MELBOURNE (Reuters) - Australia's natural gas pipeline owners are working to future proof their A$75 billion ($59 billion) in assets amid a global push towards clean energy, running tests to blend hydrogen with gas and produce green methane to replace the fossil fuel.

Cashing in on rare bipartisan support for hydrogen across Australia's national and state governments to help cut carbon emissions, pipeline and network owners have already committed A$180 million to a range of projects involving green hydrogen.

Australian states have pledged to achieve net zero carbon emissions by 2050, in line with many developed countries, but Canberra has yet to commit to the 2050 timeframe.

"It's a business risk we all need to manage," said Ben Wilson, chief executive of Australian Gas Infrastructure Group (AGIG), owned by units of Hong Kong-based CK Group.

"What started out as defensive has become an opportunity, particularly given our renewable energy sources. We can become the world's largest exporter of green hydrogen," he told Reuters.

Pipeline owners seeking government funding for hydrogen projects aim to show how their infrastructure can be used to deliver hydrogen in blends with gas and store hydrogen as a form of renewable energy storage.

"At the end of the day, we also think that continuing to use this infrastructure allows the whole economy to decarbonise at a lower cost," said Dennis Van Puyvelde, head of gas for Energy Networks Australia.

A study done for the industry body last year found that to achieve net zero emissions by 2050, building a hydrogen distribution network would cost half as much as expanding power networks to serve businesses and industries that currently rely on gas, and save Australia some A$13 billion.

Pipeline companies are working on a shorter time frame than 2050, as some states are pushing to have 10% hydrogen in gas pipelines by 2030.

EYES ON GREEN METHANE

A study done for the government found hydrogen can be safely added to gas supplies at up to 10% by volume without having to modify pipelines or appliances.
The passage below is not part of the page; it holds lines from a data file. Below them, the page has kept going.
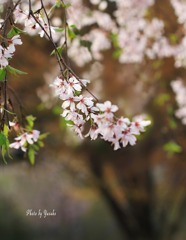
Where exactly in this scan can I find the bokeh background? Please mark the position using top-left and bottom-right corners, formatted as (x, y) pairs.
(0, 1), (186, 240)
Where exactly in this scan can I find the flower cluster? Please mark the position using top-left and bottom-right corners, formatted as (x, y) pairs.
(51, 76), (150, 150)
(9, 122), (40, 152)
(0, 35), (22, 69)
(171, 78), (186, 125)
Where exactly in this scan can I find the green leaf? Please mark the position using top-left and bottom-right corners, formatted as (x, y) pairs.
(68, 28), (76, 40)
(50, 47), (63, 56)
(61, 3), (71, 8)
(54, 28), (65, 32)
(28, 145), (36, 165)
(0, 125), (12, 163)
(6, 65), (27, 75)
(0, 132), (6, 146)
(39, 133), (49, 140)
(113, 48), (123, 59)
(26, 115), (36, 130)
(163, 141), (182, 153)
(80, 40), (92, 51)
(169, 33), (178, 44)
(7, 26), (24, 38)
(155, 93), (170, 106)
(0, 68), (6, 82)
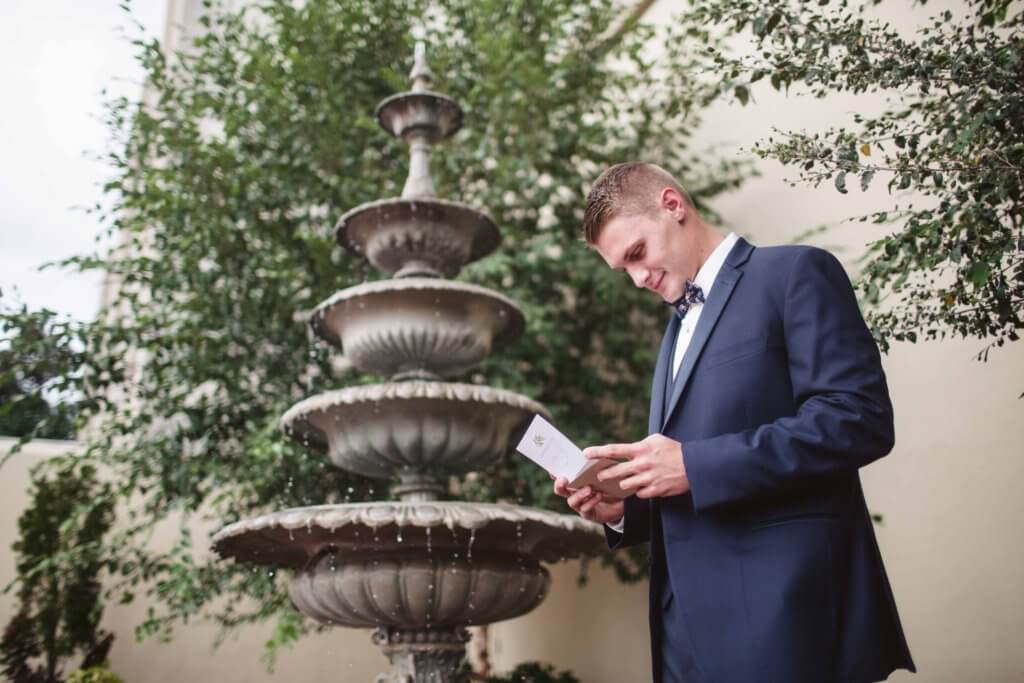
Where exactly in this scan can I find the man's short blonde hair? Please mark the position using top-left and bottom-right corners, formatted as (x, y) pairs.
(583, 162), (693, 245)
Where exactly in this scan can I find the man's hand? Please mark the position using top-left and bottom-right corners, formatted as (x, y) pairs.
(583, 434), (690, 498)
(555, 477), (626, 524)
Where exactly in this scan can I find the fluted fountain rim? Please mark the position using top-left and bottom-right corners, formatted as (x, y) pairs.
(309, 278), (522, 322)
(281, 380), (550, 432)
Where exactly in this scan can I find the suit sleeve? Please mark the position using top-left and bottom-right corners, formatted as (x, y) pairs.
(683, 249), (894, 511)
(603, 496), (650, 550)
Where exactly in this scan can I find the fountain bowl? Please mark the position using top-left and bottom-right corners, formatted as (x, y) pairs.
(335, 198), (501, 278)
(288, 548), (551, 630)
(377, 92), (462, 143)
(310, 278), (523, 377)
(281, 380), (548, 479)
(213, 501), (605, 630)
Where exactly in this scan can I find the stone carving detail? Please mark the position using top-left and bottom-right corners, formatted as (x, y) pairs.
(335, 198), (501, 278)
(282, 381), (546, 478)
(374, 628), (469, 683)
(289, 548), (551, 629)
(310, 278), (523, 377)
(213, 501), (604, 568)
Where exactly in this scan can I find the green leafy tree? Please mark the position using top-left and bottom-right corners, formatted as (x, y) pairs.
(684, 0), (1024, 366)
(0, 305), (82, 439)
(0, 456), (114, 683)
(4, 0), (746, 663)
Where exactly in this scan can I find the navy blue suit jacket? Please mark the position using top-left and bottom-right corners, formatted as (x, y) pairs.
(608, 240), (914, 683)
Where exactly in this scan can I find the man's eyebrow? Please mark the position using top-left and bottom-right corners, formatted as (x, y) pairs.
(622, 238), (643, 261)
(612, 238), (643, 272)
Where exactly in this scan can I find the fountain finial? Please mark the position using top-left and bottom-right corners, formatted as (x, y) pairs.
(409, 40), (434, 92)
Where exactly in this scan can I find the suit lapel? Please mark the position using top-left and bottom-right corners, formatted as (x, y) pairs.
(657, 239), (754, 431)
(647, 314), (679, 434)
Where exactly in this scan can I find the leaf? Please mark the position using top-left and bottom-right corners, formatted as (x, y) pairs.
(860, 168), (874, 193)
(968, 261), (992, 289)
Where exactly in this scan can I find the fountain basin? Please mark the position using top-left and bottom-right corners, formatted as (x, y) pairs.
(213, 501), (606, 569)
(288, 548), (551, 630)
(213, 502), (605, 631)
(377, 92), (462, 143)
(335, 198), (501, 278)
(281, 381), (548, 479)
(310, 278), (523, 377)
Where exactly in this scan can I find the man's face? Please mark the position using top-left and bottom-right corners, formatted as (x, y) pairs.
(594, 201), (699, 302)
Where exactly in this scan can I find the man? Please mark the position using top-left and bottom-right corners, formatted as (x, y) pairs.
(555, 163), (914, 683)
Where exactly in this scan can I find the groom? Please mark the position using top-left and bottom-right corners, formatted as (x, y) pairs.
(555, 163), (914, 683)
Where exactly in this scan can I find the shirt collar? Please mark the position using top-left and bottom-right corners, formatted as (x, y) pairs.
(693, 232), (739, 298)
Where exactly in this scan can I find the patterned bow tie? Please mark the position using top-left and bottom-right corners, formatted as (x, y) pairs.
(666, 280), (703, 319)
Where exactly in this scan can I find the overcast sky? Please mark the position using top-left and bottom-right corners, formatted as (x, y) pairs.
(0, 0), (166, 319)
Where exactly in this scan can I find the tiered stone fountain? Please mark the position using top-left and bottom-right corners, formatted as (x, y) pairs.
(213, 45), (604, 683)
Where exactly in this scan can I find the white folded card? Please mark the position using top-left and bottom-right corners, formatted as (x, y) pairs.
(515, 415), (632, 498)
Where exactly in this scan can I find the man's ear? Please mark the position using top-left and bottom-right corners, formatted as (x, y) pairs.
(658, 187), (687, 223)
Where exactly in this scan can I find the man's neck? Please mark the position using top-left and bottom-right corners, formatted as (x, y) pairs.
(690, 227), (725, 280)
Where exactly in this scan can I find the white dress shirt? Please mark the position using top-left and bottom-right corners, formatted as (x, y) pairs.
(608, 232), (739, 533)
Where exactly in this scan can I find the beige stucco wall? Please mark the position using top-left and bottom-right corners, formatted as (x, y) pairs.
(0, 0), (1024, 683)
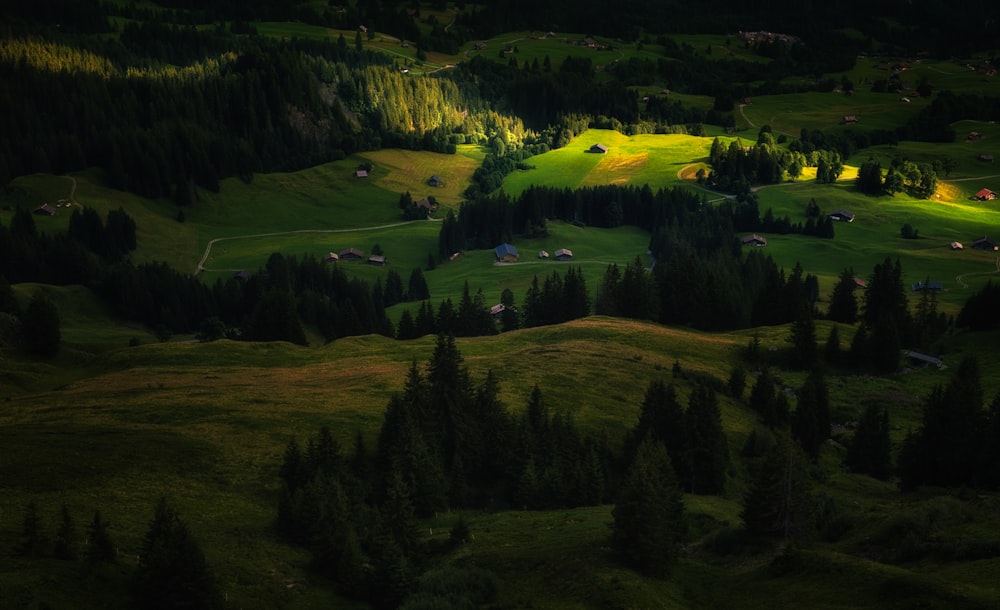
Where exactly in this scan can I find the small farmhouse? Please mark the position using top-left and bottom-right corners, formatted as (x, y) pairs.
(830, 210), (854, 222)
(972, 236), (997, 252)
(340, 248), (365, 261)
(496, 244), (518, 263)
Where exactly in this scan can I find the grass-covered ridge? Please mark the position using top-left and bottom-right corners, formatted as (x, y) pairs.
(0, 318), (1000, 608)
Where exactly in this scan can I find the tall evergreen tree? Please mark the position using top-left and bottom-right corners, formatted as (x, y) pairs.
(21, 291), (62, 358)
(53, 504), (77, 559)
(844, 404), (892, 481)
(133, 499), (224, 610)
(740, 435), (812, 540)
(86, 510), (118, 563)
(682, 384), (729, 494)
(792, 368), (830, 460)
(611, 439), (684, 578)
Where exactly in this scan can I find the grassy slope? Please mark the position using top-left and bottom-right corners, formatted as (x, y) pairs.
(0, 318), (1000, 608)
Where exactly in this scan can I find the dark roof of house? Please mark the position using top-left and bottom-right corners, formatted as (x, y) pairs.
(496, 244), (518, 258)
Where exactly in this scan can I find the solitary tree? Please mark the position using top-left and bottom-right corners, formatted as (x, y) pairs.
(21, 291), (62, 358)
(611, 439), (684, 578)
(134, 499), (223, 610)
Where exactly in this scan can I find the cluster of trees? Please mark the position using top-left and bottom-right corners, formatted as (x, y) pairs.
(14, 499), (225, 610)
(0, 206), (136, 285)
(856, 158), (936, 199)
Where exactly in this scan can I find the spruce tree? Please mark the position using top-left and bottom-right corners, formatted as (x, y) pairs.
(740, 435), (812, 540)
(86, 510), (118, 563)
(133, 499), (223, 610)
(844, 404), (892, 481)
(53, 504), (77, 560)
(611, 439), (684, 578)
(682, 384), (729, 495)
(15, 500), (48, 557)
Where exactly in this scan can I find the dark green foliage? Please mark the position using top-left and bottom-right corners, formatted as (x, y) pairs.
(53, 504), (79, 560)
(855, 157), (882, 195)
(827, 268), (858, 324)
(14, 501), (48, 557)
(133, 499), (224, 609)
(792, 368), (830, 461)
(400, 566), (500, 610)
(85, 510), (118, 563)
(244, 289), (306, 345)
(899, 357), (996, 489)
(844, 404), (892, 480)
(681, 384), (729, 495)
(740, 435), (812, 540)
(726, 364), (747, 400)
(611, 439), (684, 578)
(21, 291), (62, 358)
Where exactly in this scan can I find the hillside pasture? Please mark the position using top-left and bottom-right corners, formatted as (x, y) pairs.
(503, 129), (712, 195)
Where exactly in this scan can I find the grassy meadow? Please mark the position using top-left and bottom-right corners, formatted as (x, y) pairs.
(0, 17), (1000, 610)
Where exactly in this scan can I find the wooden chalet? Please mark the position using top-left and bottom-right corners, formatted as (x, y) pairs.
(830, 210), (854, 222)
(340, 248), (365, 261)
(495, 244), (519, 263)
(972, 236), (997, 252)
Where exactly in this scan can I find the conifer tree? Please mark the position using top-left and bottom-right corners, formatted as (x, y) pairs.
(682, 384), (729, 494)
(86, 510), (117, 563)
(844, 404), (892, 480)
(611, 439), (684, 578)
(740, 435), (812, 540)
(792, 368), (830, 460)
(133, 499), (223, 610)
(15, 500), (48, 557)
(53, 504), (77, 559)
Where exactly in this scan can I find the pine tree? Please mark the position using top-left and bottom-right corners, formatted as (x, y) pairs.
(792, 369), (830, 460)
(21, 291), (62, 358)
(682, 384), (729, 494)
(844, 405), (892, 481)
(53, 504), (77, 560)
(86, 510), (118, 563)
(133, 499), (223, 610)
(611, 439), (684, 578)
(15, 500), (48, 557)
(740, 436), (812, 540)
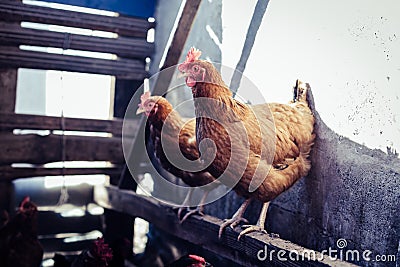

Van Puyvelde said the advantage of blending hydrogen into gas allows for a gradual buildup of the hydrogen industry, requiring electrolysers of up to 1 gigawatt, compared with the much bigger, more costly electrolysers that will be needed for green hydrogen exports.

In the first test of hydrogen into a distribution network in Australia, AGIG is set to start injecting a 5% blend of green hydrogen by volume in gas next month, going into 700 homes in Adelaide.

Jemena, a company owned by State Grid Corp of China and Singapore Power, is working on a similar government-backed project in Sydney, blending up to 2% hydrogen into the country's biggest local gas network later this year.

More projects are in the works, with pipeline companies shortlisted for A$70 million in hydrogen funding from the government, the Australian Renewable Energy Agency said.

For the longer term, the industry is closely watching Europe's biggest energy grid operator, E.ON, which is converting a gas pipeline in Germany to deliver pure hydrogen.

Beyond hydrogen, the ideal replacement for natural gas would be green methane, if it could be produced commercially. Methane is chemically the same as natural gas, the fossil fuel.

Testing the potential, APA Group, Australia's biggest pipeline company, is building a demonstration plant in the state of Queensland that would use solar energy to power an electrolyser to split water, produce hydrogen and combine that with carbon dioxide extracted from the air to produce methane.

The project has attracted interest from U.S. companies, and if it works, could aid all companies around the world, like APA, that have billions of dollars invested in pipelines serving liquefied natural gas (LNG) plants.

"Assuming it's successful, it would be compatible with existing LNG infrastructure. You wouldn't need to retrofit," APA's head of transformation Hannah McCaughey told Reuters.